In 2006, the satirical documentary “Borat: Cultural Learnings of America for Make Benefit Glorious Nation
of Kazakhstan” appeared in movie theaters, to the great amusement of most Americans.
British comedian Sacha Baron Cohen portrayed Borat Sagdiyev, a flamboyant Kazakh television personality who traveled across the United States in search of Pamela Anderson, leaving a trail of befuddled and bemused citizens in his wake.
While the vast majority of people found Borat to be highly entertaining, a few unwitting participants were anything but amused.
After learning they had participated in a film that would become a national phenomenon, they reinforced the very stereotypes Sacha Baron Cohen examines in the film. Angry and embarrassed, they called their lawyers.
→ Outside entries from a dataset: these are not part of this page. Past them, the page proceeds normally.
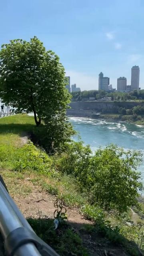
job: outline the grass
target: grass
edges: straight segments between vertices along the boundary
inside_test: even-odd
[[[10,194],[24,197],[32,192],[30,184],[38,186],[40,190],[62,200],[67,207],[78,208],[94,224],[92,228],[85,228],[100,233],[114,243],[122,244],[126,250],[133,250],[133,253],[131,252],[132,255],[139,255],[136,244],[132,245],[129,241],[132,240],[144,249],[142,221],[137,226],[129,226],[126,223],[130,221],[130,215],[120,218],[117,214],[104,212],[101,209],[90,205],[86,195],[82,194],[76,180],[56,170],[54,157],[48,156],[30,142],[22,144],[20,136],[24,133],[30,133],[34,127],[33,117],[27,115],[0,119],[0,173]],[[142,213],[144,206],[142,204]],[[37,234],[60,255],[68,256],[70,252],[73,255],[89,255],[80,234],[75,233],[65,222],[56,231],[53,228],[53,220],[40,218],[29,221]]]

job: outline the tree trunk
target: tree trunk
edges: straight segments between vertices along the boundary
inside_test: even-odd
[[[38,119],[38,121],[37,117],[36,117],[36,111],[35,110],[34,110],[33,112],[34,114],[34,120],[35,121],[36,125],[37,126],[38,126],[40,125],[40,124],[41,124],[41,118],[40,117]]]

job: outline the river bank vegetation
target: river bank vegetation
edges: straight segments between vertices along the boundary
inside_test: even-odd
[[[48,155],[30,141],[21,144],[21,136],[26,132],[30,135],[37,129],[33,117],[20,114],[3,118],[0,124],[0,173],[10,193],[25,196],[32,193],[31,186],[24,184],[28,177],[34,186],[62,200],[65,207],[76,207],[92,222],[92,226],[84,225],[82,232],[84,230],[91,236],[96,234],[103,239],[100,242],[103,246],[109,241],[116,246],[121,244],[130,255],[140,255],[137,245],[144,248],[144,207],[137,199],[138,189],[142,188],[136,170],[141,161],[140,152],[126,152],[111,145],[100,148],[92,156],[88,146],[72,142],[64,145],[62,152]],[[17,185],[19,180],[24,181],[20,188]],[[131,220],[130,208],[140,213],[136,224]],[[63,247],[60,248],[56,231],[52,230],[52,236],[48,238],[46,229],[42,232],[44,224],[42,226],[40,220],[29,221],[38,234],[60,255],[69,255],[70,250],[76,255],[91,255],[84,248],[82,231],[75,234],[68,226],[61,224],[59,228],[63,230],[60,236]],[[46,226],[52,226],[52,221],[45,221]]]
[[[60,201],[56,216],[54,211],[58,227],[39,212],[38,219],[29,219],[37,234],[62,256],[142,255],[140,152],[110,145],[92,154],[72,140],[64,68],[36,37],[4,45],[0,58],[0,96],[23,113],[0,119],[0,172],[12,196],[33,198],[36,187],[51,195],[48,208],[50,200]],[[23,114],[32,112],[34,116]],[[65,220],[66,208],[74,208],[88,225],[78,229],[76,218],[75,225]],[[139,214],[134,221],[133,209]]]
[[[111,100],[125,101],[126,100],[143,101],[144,90],[134,90],[130,92],[122,92],[117,91],[112,92],[104,90],[91,90],[74,92],[71,93],[72,101],[89,100],[92,97],[93,100],[97,100],[104,97],[110,97]]]

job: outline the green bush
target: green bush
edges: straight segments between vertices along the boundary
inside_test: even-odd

Shortly thereafter, three separate lawsuits were filed in the U.S. District Court for the Southern District of New York on behalf of a driving school instructor and two etiquette training instructors. The complaints alleged the plaintiffs were fraudulently induced into signing an ambiguous agreement, which waived their right to pursue legal claims against the producer in relation to their voluntary
participation in the film.
Notably, each agreement included a merger clause stating that: “[T]he Participant acknowledges that in entering into [the Agreement], the Participant is not relying upon any promises or statements made by anyone about the nature of the Film or the identity of any other Participants or persons involved in the Film.”
Unfortunately for the disgruntled plaintiffs, in early September U.S. District Court Judge Loretta A. Preska issued a memorandum and order granting the defendants’ motion to dismiss the complaints. Judge Preska concluded “each Plaintiff has executed a valid agreement releasing the claims he or she now attempts to litigate.”
Her decision was based in large part upon the New York State Court of Appeals decision, Dannan Realty
Corp. v. Harris, 5 N.Y.2d 217 (1959). In Dannan, the court held that a party is precluded from alleging the
defense of fraudulent inducement when the contract signed includes a disclaimer that no fraudulent statements were relied upon by the signor in entering into the contract.
Relying on Dannan, Judge Preska rejected the plaintiffs’ claims that the merger clause was too general, and likewise concluded the terms of the contract were not ambiguous.
Interestingly, like the prejudices examined in Borat, the decision to file suit in this case is an example of another inexplicable American phenomenon: litigate first, think later.
Embarrassed and humiliated, the unwitting and willing participants signed away their rights and then, defying both common sense and the terms of the contract, sued the production company.
Ironically, the slew of unsuccessful lawsuits filed in the wake of the blockbuster movie served only to further highlight the plaintiffs’ roles in the film.
So ended another chapter of Cohen’s ridiculously accurate commentary on our culture. As always, Cohen was wildly successful at exposing the sometimes sordid, and always hilarious, underbelly of America.